UNIFORM HASHING IN CONSTANT TIME AND OPTIMAL SPACE

• Published in: SIAM journal on computing Vol. 38; no. 1; pp. 85 - 96
• Main Authors: PAGH, Anna, PAGH, Rasmus
• Format: Journal Article
• Language: English
• Published: Philadelphia, PA Society for Industrial and Applied Mathematics 2008
• Subjects: Algorithmics. Computability. Computer arithmetics; Algorithms; Applied sciences; Computer science; control theory; systems; Data processing. List processing. Character string processing; Exact sciences and technology; Memory organisation. Data processing; Miscellaneous; Software; Theoretical computing; Lower bound; Ideal; Probability; Entropy; Space time; Probability distribution; Algorithm; Input; hash function; Hashing; randomized algorithms; 68P5; Random function; Data structure; uniform hashing; 68P10; 68P20
• ISSN: 0097-5397; 1095-7111
• DOI: 10.1137/060658400

Many algorithms and data structures employing hashing have been analyzed under the uniform hashing assumption, i.e., the assumption that hash functions behave like truly random functions.
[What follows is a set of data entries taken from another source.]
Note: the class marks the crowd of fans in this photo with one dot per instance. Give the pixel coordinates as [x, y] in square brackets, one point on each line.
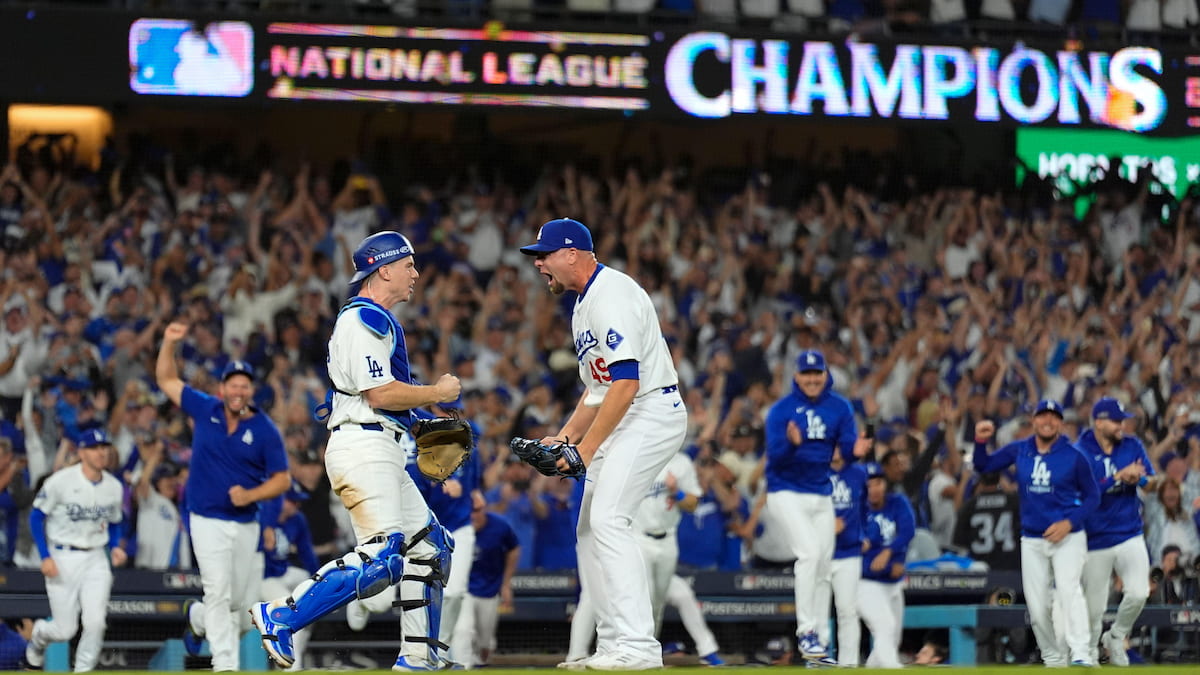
[936, 306]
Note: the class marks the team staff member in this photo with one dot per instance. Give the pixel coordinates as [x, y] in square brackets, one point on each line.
[400, 541]
[628, 424]
[496, 555]
[238, 460]
[1115, 541]
[1057, 491]
[803, 429]
[76, 514]
[887, 533]
[850, 514]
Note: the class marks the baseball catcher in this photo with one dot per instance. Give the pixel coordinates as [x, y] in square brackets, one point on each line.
[443, 444]
[545, 458]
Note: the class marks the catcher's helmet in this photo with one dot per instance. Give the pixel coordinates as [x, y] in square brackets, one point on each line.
[378, 250]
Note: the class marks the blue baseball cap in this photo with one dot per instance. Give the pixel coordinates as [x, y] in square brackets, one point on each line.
[1049, 405]
[562, 233]
[1110, 408]
[297, 493]
[237, 368]
[94, 437]
[810, 360]
[378, 250]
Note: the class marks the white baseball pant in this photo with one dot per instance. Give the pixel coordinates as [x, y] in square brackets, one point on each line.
[660, 556]
[1062, 565]
[78, 595]
[683, 597]
[455, 591]
[881, 607]
[583, 627]
[611, 566]
[475, 629]
[366, 470]
[843, 590]
[1131, 561]
[809, 533]
[223, 549]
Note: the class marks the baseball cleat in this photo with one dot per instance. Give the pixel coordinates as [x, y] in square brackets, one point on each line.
[673, 647]
[276, 639]
[577, 663]
[407, 664]
[622, 661]
[811, 647]
[1117, 653]
[192, 640]
[35, 658]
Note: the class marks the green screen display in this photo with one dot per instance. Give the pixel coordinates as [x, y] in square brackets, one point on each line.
[1074, 159]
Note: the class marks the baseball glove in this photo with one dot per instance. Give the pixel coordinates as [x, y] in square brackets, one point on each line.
[443, 444]
[545, 458]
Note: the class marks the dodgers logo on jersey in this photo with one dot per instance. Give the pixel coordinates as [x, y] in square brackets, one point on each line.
[815, 426]
[93, 513]
[1039, 478]
[585, 341]
[887, 529]
[840, 494]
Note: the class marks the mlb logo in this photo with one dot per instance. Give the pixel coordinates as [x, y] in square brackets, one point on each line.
[183, 58]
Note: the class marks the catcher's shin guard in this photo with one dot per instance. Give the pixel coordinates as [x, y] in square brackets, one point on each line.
[361, 573]
[420, 595]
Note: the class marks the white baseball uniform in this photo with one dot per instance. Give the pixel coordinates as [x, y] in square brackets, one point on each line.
[78, 513]
[654, 527]
[364, 458]
[162, 539]
[657, 521]
[615, 321]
Starting with the discovery of universal hash functions, many researchers have studied to what extent this theoretical ideal can be realized by hash functions that do not take up too much space and can be evaluated quickly. In this paper we present an almost ideal solution to this problem: a hash function $h: U\rightarrow V$ that, on any set of $n$ inputs, behaves like a truly random function with high probability, can be evaluated in constant time on a RAM and can be stored in $(1+\epsilon)n\log |V| + O(n+\log\log |U|)$ bits. Here $\epsilon$ can be chosen to be any positive constant, so this essentially matches the entropy lower bound. For many hashing schemes this is the first hash function that makes their uniform hashing analysis come true, with high probability, without incurring overhead in time or space.